SERAYUNEWS – Penarikan kendaraan bermotor yang menunggak cicilan memang bukan hal baru di lapangan. Lantas, bagaimana SOP debt collector dalam penarikan objek jaminan fidusia?
Pasalnya, belakangan, praktik ini kembali menjadi sorotan. Apakah debt collector atau penagih utang benar-benar boleh menarik kendaraan Anda di jalanan secara tiba-tiba?
Jawabannya: tidak semudah itu. Ada aturan dan standar operasional prosedur (SOP) yang harus dipatuhi.
Terlebih sejak keluarnya Putusan Mahkamah Konstitusi (MK) Nomor 18/PUU-XVII/2019, penarikan objek jaminan fidusia tidak bisa lagi dilakukan sembarangan.

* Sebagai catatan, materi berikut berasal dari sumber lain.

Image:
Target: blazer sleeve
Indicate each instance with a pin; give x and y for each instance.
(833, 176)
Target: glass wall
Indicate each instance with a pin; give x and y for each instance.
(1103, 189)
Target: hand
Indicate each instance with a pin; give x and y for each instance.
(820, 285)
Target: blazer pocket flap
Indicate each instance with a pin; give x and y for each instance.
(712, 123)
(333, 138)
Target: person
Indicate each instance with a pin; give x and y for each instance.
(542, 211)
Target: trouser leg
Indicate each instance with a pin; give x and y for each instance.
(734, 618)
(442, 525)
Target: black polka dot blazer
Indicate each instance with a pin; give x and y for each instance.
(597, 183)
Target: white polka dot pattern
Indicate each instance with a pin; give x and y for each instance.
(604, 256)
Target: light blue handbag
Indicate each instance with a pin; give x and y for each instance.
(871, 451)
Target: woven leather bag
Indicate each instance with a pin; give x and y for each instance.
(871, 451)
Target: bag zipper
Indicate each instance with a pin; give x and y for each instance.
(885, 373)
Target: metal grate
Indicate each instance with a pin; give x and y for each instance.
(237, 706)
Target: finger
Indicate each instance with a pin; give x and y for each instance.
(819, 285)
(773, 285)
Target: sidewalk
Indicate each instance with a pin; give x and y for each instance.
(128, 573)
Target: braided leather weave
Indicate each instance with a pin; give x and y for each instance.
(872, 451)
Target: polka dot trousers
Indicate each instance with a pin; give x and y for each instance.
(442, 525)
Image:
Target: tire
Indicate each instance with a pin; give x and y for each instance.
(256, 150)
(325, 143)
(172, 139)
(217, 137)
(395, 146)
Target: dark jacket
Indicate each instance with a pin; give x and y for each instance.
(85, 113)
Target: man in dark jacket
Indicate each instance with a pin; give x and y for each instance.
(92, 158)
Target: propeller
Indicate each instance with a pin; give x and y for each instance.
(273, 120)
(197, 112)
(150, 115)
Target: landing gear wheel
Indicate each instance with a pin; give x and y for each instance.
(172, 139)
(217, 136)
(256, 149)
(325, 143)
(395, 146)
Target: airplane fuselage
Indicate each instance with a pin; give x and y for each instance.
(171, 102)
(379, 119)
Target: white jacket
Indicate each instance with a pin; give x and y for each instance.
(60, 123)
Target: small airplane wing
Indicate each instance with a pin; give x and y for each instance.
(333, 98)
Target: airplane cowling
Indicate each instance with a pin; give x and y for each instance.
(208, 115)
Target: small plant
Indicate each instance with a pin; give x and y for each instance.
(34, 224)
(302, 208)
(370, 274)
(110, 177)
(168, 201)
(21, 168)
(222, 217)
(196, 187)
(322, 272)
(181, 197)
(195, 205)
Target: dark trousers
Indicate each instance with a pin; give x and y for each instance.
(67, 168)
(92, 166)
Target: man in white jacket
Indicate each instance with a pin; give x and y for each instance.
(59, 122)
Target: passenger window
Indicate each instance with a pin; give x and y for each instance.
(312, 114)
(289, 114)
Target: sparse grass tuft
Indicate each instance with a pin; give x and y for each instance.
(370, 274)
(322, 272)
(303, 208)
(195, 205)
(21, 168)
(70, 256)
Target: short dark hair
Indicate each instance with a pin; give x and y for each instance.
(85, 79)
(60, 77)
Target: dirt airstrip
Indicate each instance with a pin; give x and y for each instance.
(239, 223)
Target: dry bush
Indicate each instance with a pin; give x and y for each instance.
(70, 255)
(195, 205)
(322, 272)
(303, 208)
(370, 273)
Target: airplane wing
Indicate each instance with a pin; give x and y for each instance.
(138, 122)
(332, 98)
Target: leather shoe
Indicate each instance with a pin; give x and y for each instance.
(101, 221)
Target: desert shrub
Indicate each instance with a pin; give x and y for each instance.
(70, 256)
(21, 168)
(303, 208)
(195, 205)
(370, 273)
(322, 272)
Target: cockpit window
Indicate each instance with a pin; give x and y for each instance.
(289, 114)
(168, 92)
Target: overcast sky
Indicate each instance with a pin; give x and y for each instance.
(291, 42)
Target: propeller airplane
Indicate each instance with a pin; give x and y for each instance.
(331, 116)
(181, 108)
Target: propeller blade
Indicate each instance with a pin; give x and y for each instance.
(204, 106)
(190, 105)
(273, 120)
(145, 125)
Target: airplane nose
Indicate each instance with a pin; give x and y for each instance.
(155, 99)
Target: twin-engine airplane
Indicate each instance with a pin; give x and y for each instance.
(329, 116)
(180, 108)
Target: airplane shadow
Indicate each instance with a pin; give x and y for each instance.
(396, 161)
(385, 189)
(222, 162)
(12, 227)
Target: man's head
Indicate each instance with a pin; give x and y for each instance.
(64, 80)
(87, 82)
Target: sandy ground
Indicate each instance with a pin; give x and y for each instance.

Mari kita bahas lebih lanjut bagaimana seharusnya prosedur penarikan dilakukan, apa saja syarat yang harus dibawa oleh debt collector, dan apa yang bisa Anda lakukan jika menghadapi situasi seperti ini.
Putusan MK Nomor 18/PUU-XVII/2019 memberikan pedoman penting dalam eksekusi jaminan fidusia, terutama kendaraan bermotor yang masih dalam masa cicilan.
Inti dari putusan ini adalah: penarikan kendaraan harus melalui proses yang adil dan legal. Masalahnya, interpretasi terhadap putusan ini masih menimbulkan perbedaan pendapat.
Sebagian pihak menilai eksekusi wajib melalui pengadilan. Namun sebagian lainnya beranggapan penarikan tetap boleh dilakukan langsung oleh pihak leasing atau debt collector.
Hal tersebut asalkan ada kesepakatan sebelumnya dalam kontrak kredit terkait cidera janji (wanprestasi).
Meski berbeda pandangan, ada satu hal yang disepakati: debt collector tidak bisa bertindak sewenang-wenang. Mereka harus menjalankan tugas sesuai aturan yang berlaku.
Berikut ini adalah standar operasional prosedur (SOP) yang wajib dipenuhi oleh debt collector saat melakukan penarikan objek jaminan fidusia:
1. Harus Ada Sertifikat Fidusia
Objek jaminan yang akan ditarik harus terlebih dahulu didaftarkan dalam bentuk sertifikat fidusia di kantor pendaftaran fidusia. Jika tidak ada, maka penarikan dianggap tidak sah secara hukum.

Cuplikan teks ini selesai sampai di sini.